1107: Dude, Where’s my Database? Relational: Highly structured, strong type system, powerful query language. Key/Value: Unstructured, no type system, simple query API. (anydbm/dbm in Python 3, Berkeley DB, MemcacheDB). Data Structure: Modified key/value store, structured values, atomic operations: Redis. Graph: Specialized data structure type. Data is stored as graph nodes and edges. Document-oriented: Unstructured, formatted (JSON, Python object), programmable query API. (CouchDB, MongoDB (“blazingly fast”), ZODB). Highly Distributed: Multi-node optimized, add/remove nodes on the fly, difficult ad-hoc queries, sacrifices consistency. (Cassandra, Riak, HBase, Hypertable.) These have a very high scale ceiling, high availability, and eventual consistency.
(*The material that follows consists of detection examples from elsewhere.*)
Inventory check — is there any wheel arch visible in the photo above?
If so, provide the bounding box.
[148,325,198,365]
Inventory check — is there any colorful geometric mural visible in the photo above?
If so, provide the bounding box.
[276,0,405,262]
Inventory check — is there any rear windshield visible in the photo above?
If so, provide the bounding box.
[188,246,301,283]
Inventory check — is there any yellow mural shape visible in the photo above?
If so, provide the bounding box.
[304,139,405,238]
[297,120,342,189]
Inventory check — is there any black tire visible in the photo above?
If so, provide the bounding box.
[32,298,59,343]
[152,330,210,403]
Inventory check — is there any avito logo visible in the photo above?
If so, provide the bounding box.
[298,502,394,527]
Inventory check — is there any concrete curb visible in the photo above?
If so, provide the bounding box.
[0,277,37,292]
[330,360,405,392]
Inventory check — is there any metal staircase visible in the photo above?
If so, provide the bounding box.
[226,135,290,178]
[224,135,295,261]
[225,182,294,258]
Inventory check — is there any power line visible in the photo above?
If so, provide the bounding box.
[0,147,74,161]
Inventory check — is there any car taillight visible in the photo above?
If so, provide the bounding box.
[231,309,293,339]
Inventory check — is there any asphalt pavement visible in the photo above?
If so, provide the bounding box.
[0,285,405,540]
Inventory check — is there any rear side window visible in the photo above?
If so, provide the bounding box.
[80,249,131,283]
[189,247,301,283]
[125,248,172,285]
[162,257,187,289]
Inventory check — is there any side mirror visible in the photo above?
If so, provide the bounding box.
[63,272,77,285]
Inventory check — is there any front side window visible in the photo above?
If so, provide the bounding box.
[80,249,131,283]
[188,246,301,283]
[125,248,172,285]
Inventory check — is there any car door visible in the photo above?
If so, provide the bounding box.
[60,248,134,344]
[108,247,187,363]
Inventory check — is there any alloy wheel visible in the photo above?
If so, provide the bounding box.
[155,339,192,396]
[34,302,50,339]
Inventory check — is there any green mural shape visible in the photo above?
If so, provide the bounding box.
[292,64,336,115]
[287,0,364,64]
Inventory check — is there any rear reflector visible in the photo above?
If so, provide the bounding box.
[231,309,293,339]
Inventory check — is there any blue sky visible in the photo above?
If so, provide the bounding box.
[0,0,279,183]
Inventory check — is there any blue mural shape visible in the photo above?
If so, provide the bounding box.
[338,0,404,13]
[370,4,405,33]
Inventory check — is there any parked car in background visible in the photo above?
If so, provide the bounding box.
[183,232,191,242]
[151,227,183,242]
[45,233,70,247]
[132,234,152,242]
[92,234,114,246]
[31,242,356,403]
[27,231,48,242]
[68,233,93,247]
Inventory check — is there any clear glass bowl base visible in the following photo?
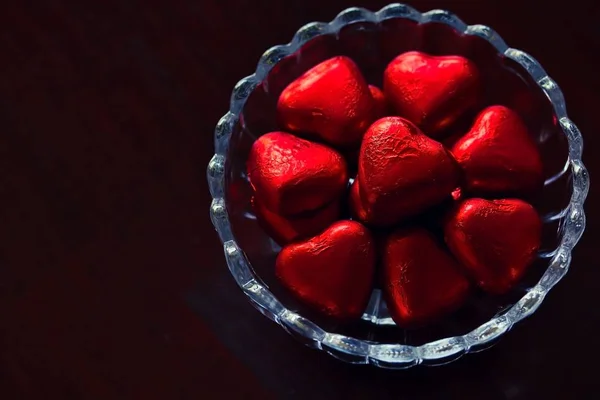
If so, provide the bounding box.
[207,4,589,368]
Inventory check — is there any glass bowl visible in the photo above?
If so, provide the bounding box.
[207,4,589,368]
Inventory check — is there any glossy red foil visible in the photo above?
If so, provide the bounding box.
[369,85,390,121]
[358,117,460,226]
[277,56,374,147]
[383,51,480,137]
[444,198,542,294]
[252,198,341,246]
[246,132,348,216]
[452,105,544,196]
[383,228,469,327]
[275,221,376,321]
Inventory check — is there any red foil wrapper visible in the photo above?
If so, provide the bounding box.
[383,51,480,137]
[252,198,341,246]
[444,198,542,294]
[275,221,376,321]
[383,228,469,327]
[277,56,374,148]
[452,106,544,196]
[358,117,460,226]
[246,132,348,216]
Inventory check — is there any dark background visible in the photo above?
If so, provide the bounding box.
[0,0,600,400]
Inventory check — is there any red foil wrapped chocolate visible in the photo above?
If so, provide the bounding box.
[275,221,376,321]
[383,228,469,327]
[383,51,480,138]
[358,117,460,226]
[444,198,542,294]
[246,132,348,216]
[277,56,375,147]
[452,105,544,196]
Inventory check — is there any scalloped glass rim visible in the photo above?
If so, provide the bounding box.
[207,4,589,369]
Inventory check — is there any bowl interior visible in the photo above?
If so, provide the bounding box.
[225,19,572,345]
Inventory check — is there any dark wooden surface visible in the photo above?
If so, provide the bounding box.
[0,0,600,400]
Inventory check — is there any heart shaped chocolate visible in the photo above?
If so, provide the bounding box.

1025: Simulating Network Devices with Python. Not super-duper.
1004: I miss my wife.
0949: This is the third conference in as many years where someone has claimed that open-source is at an “inflection point.” It was at an inflection point because of a perceived killer app; or some improvement; or a country, organization, or person had adopted open-source or said something about it. So I don’t believe it.
0935: Great talk by Mark Suttleworth, founder of Ubuntu, about the benefits of keeping a cadence in release cycles. He advocates using a check-in robot, which will reject a check-in without a minimum number of tests, or a test failure.
0901: Attendance is 1,025. The largest PyCon ever! About 10% female.
0759: In the main hall, surfing and coding until the 9:00 Plenary. Gave my business card to someone over lunch. That’s the first one of the day!
“even though I haven’t worked in Plone since Fisher Communications embraced the future by firing 99% of its Web team.”
Glad you didn’t hire me in Oct 2008 then! Would have been a move across country to get fired!